Чьи-то руки насильно уложили его обратно на подушку. Он попытался отбиться, но ничего не вышло. Голоса снова загалдели:
– Лежи спокойно, какое ещё письмо.
– Да контузило мужика, непонятно что ли.
– Да уж…
– Имя своё хоть помнит?
– Его из-под Питера доставили, там, говорють, вся их рота полегла.
– Под Москвой сейчас тоже что творится!
– Никак, контузило-то до того, что память начисто-то и отшибло…
– Письмо… – из последних сил выдавил из себя Игорь. – Лиля должна была написать письмо…
Он заплакал без слёз – затрясся всем телом, шумно втягивая в себя воздух. Горло стальным тросом сдавил спазм. Неужели Лиля так и не ответила? Сколько прошло времени? Боль сковывала невидимыми кандалами, пробивала затёкшие мышцы как острая твёрдая проволока – безжалостно, точными прямыми ударами.
– Тебя зовут-то как?
– Игорь. – Он наконец успокоился. – Савельев.
Кто-то нерадостно хмыкнул, потом бережно укрыл его одеялом до подбородка.

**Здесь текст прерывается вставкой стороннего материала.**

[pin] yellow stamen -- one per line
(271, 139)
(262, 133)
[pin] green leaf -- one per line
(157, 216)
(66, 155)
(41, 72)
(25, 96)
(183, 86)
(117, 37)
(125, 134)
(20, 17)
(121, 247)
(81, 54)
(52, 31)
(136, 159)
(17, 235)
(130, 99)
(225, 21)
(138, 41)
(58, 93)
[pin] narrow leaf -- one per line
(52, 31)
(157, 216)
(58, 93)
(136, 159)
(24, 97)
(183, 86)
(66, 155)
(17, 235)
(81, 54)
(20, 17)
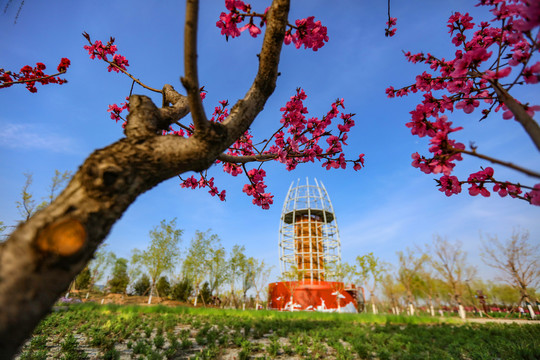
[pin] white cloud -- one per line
(34, 137)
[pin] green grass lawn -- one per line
(156, 332)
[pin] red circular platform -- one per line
(312, 295)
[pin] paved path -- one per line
(503, 321)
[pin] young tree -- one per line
(247, 277)
(370, 270)
(197, 262)
(450, 263)
(182, 290)
(163, 286)
(260, 279)
(2, 227)
(217, 268)
(501, 55)
(409, 274)
(393, 290)
(292, 278)
(162, 253)
(518, 260)
(235, 265)
(27, 205)
(142, 286)
(83, 280)
(120, 279)
(100, 264)
(69, 230)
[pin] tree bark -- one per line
(43, 255)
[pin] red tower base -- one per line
(312, 295)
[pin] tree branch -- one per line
(497, 161)
(245, 159)
(528, 123)
(191, 78)
(245, 110)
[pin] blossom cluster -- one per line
(389, 31)
(97, 49)
(193, 183)
(305, 32)
(469, 80)
(256, 189)
(478, 182)
(31, 75)
(116, 110)
(298, 140)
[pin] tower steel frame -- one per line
(309, 236)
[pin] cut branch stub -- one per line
(64, 238)
(144, 118)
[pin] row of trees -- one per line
(440, 274)
(206, 269)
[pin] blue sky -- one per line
(385, 207)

– Крепко тебя, Игорь Савельев, приложило. Врач сказал, слепым так и останешься.
***
Бледный рассвет неохотно разливался по ленинградскому небу. Первые лучи усталого блокадного солнца протискивались в заледеневшую комнату сквозь щели между двумя фанерками на окне, ползли по паркетному полу, что за ночь подёрнулся инеем. Стучал по радио метроном. Печально молчала пустая «буржуйка», а из оплетённых снежной паутиной углов немигающим взглядом смотрела смерть – единственное, что оставалось настоящим и живым в вымирающем городе. Всё остальное давно заволокло блёклой дымкой нереальности.
Лиля открыла глаза, кое-как выбралась из постели, с трудом убрав в сторону вставшее колом от мороза одеяло. Она уже не чувствовала голода, только всеобъемлющее, пустое равнодушие. И смирение. Будь что будет, у неё уже нет сил бороться.